I hate the word self-care. It’s been co-opted by brands selling bubble baths and face masks. As if a $40 serum will fix existential dread. Real self-care is smaller. Cheaper. Less Instagrammable. It’s the stuff that actually keeps you upright. Here’s what that looks like.
Comfy Clothes Are Self-Care
I have a pair of sweatpants that are older than some of my friendships. They’re soft. They’re stained. They’re perfect.
Changing into comfortable clothes the second I get home is a ritual. The physical release of tight waistbands and stiff collars is psychological. I’m off duty. I’m home. I can breathe.
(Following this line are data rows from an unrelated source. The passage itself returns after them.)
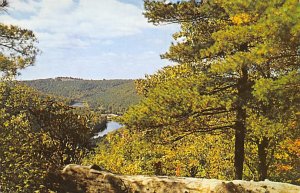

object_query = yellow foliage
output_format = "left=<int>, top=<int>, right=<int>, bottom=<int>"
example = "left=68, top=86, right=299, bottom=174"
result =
left=230, top=13, right=251, bottom=25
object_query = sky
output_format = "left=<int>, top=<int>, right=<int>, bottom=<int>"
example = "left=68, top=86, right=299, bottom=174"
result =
left=0, top=0, right=178, bottom=80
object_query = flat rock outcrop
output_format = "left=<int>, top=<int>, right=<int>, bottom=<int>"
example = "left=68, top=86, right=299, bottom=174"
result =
left=53, top=165, right=300, bottom=193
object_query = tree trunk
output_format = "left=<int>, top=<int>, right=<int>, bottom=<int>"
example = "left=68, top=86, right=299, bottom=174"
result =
left=234, top=67, right=251, bottom=180
left=234, top=109, right=246, bottom=180
left=257, top=137, right=269, bottom=181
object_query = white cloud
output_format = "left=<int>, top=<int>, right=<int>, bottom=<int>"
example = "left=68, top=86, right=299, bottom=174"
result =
left=0, top=0, right=152, bottom=49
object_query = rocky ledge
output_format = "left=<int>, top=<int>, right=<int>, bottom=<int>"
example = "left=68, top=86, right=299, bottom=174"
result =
left=56, top=165, right=300, bottom=193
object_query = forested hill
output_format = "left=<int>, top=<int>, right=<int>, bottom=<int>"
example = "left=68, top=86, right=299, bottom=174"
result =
left=23, top=77, right=139, bottom=113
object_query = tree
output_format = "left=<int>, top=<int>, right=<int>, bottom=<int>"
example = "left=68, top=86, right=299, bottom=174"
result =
left=0, top=1, right=40, bottom=78
left=0, top=82, right=98, bottom=192
left=123, top=0, right=300, bottom=179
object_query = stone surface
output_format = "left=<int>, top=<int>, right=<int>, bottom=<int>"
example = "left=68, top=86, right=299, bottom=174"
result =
left=52, top=165, right=300, bottom=193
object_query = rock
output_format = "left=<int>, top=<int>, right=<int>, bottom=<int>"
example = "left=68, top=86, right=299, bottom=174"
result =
left=52, top=165, right=300, bottom=193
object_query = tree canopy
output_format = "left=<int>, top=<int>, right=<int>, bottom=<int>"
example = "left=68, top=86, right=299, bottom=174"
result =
left=123, top=0, right=300, bottom=179
left=0, top=1, right=40, bottom=78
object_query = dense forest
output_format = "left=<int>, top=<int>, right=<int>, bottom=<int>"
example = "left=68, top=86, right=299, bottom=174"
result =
left=23, top=77, right=140, bottom=114
left=0, top=0, right=300, bottom=193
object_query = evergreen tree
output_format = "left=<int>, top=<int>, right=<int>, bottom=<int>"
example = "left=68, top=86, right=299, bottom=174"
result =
left=123, top=0, right=300, bottom=180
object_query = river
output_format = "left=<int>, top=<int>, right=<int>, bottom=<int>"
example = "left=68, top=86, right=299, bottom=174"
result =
left=94, top=121, right=122, bottom=138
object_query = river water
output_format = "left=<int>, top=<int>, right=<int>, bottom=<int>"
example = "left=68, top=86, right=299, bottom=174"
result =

You don’t need a spa day. You need pants that don’t pinch.
Saying No Is a Vitamin
Every yes to something you don’t want is a withdrawal from your energy account.
I said no to a dinner last week. Not because I was busy. Because I was tired. Because I didn’t want to. The relief was immediate. The guilt lasted five minutes. The energy saved lasted days.
Self-care is often subtraction. Not adding things. Removing them.
Bedtime Is a Boundary
I go to bed at 10:30. Not because I’m tired. Because I need the rest.
Setting a bedtime and keeping it is a radical act in a culture that rewards exhaustion. Sleep is not lazy. It’s maintenance. Your brain cleans itself while you sleep. Your body repairs. Denying sleep is not hustle. It’s self-sabotage.
I have a wind-down routine. Tea. Book. No phone. It’s not exciting. It’s sustainable.
Feed Yourself Something Real
Not a diet. Not a cleanse. Just real food. An apple. Eggs. Soup. Something that came from the earth and wasn’t designed in a lab.
I cook simple meals. It takes twenty minutes. The act of chopping vegetables is meditative. The result is nourishing. Real food is self-care because it says you’re worth the effort.
Even if it’s just toast with peanut butter. It counts.
The Honest Truth
Self-care is not a luxury. It’s maintenance. Like brushing your teeth. Like doing laundry.
You don’t need a day at the spa. You need to put on soft pants, say no to one thing, and go to bed early. The small stuff is the real stuff.